En la mitad de la noche abrió los ojos: el momento había llegado.
A su alrededor, como obedeciendo a una secreta señal, cientos de pares de ojos se abrieron a un tiempo.
Ana-hik se desperezó lentamente y se preparó para su misión . Había sido entrenada por meses, hasta el cansancio, como tantas de sus compañeras.
Con precisión de relojería se alinearon en grupos de a diez, obedeciendo el llamado natural de sus líderes.
Centenares de mortíferas amazonas, con sus cuerpos de ébano desnudos y anhelantes, en una extraña comunión de lujuria y muerte, se prepararon para la ceremonia final.
Ana-hik sentía los ojos pesados por el sueño, pero su mente estaba alerta, plena de excitación y orgullo por su estirpe guerrera.
El grupo de líderes, congregado frente a la Reina, recibió las instrucciones y las transmitió a cada una de las centurias.
Largas filas de guerreras y portadoras emergieron de las cavernas que eran su morada, y se dirigieron al recinto del Tesoro de la Tribu.

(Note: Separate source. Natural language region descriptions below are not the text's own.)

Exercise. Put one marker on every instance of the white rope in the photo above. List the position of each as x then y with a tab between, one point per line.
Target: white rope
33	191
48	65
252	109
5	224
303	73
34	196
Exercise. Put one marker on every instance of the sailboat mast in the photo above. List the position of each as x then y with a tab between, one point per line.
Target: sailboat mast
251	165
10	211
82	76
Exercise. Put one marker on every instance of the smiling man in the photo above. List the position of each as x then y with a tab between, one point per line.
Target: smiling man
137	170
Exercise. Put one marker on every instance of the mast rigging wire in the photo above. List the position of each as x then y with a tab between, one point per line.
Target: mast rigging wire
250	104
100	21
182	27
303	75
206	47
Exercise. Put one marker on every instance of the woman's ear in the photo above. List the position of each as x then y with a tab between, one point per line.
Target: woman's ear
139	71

En su interior, cientos de miles de brillantes trozos cristalinos se apilaban ocupándolo en casi su totalidad, listos para ser trasladados al sitio del ritual.
Cada una tomó uno. Sopesándolo con cuidado, los negros miembros desnudos abrazaron con veneración los cristales. Luego, siempre al unísono, como un cuerpo de élite presentando armas, los levantaron sobre sus cabezas, y comenzaron la marcha hacia el objetivo.

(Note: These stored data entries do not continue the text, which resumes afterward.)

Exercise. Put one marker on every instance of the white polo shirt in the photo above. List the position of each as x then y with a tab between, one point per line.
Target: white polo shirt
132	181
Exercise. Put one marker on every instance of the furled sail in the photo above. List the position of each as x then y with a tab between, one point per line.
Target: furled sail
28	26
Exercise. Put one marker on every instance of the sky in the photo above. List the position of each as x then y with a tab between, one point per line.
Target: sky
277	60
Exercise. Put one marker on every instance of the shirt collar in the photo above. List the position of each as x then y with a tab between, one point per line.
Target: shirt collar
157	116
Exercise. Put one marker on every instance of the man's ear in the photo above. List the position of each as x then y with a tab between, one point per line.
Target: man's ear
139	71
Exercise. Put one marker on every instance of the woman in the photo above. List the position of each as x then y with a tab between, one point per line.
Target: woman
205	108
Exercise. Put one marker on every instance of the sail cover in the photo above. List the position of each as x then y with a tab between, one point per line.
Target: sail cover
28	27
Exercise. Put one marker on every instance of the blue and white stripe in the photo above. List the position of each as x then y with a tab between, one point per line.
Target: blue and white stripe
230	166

Ana-hik miró su carga, exultante de amor y esperanza. Era bello. Era mortal. Debía ser ofrendado al altar para que la Tribu sobreviviera.
A intervalos, las guerreras custodiaron la inmensa caravana. Nada debía interponerse entre ellas y el santuario.

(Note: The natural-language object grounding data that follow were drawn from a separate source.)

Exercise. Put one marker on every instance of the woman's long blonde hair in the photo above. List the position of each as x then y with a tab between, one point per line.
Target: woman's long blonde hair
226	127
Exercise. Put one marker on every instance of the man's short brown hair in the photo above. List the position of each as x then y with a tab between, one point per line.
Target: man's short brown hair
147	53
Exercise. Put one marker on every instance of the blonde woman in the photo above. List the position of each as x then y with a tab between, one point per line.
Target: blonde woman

Era aún noche cerrada, pero debían darse prisa: un leve cambio en el perfume del aire preanunciaba el alba.
Finalmente llegaron a la meta. Sólo podían acceder de a una, así que las centurias formaron una única interminable hilera. En perfecto orden y silencio dejaron su carga en el altar, y salieron. Ana-hik entró a su turno en el Santuario: era éste un enorme recinto de paredes y techo de metal, con una única pequeña abertura por donde iban entrando las portadoras a dejar los cristales. El piso estaba constituido por un lecho de otros cristales, parecidos a las ofrendas, pero de un fulgor distinto. Una enorme pirámide cristalina fue creciendo hasta alcanzar el techo , y su brillo en la penumbra era enceguecedor.
Al depositarse la última ofrenda, un grupo elegido de guerreras y portadoras irrumpìó bailando una furiosa danza ritual, con la saña salvaje de quien clama venganza. Las danzarinas destruyeron la pirámide con feroces pisotones, desparramando y mezclando para siempre las ofrendas con los cristales del lecho.
Finalmente se retiraron presurosas, siguiendo a la caravana que regresaba al refugio.
Ana-hik fue la última hormiga en abandonar la azucarera.
Antes de salir, miró por última vez el Santuario , y asintió satisfecha.
El hormiguicida se había mezclado tanto con el azúcar, que los Dioses Humanos sólo se darían cuenta cuando fuera demasiado tarde.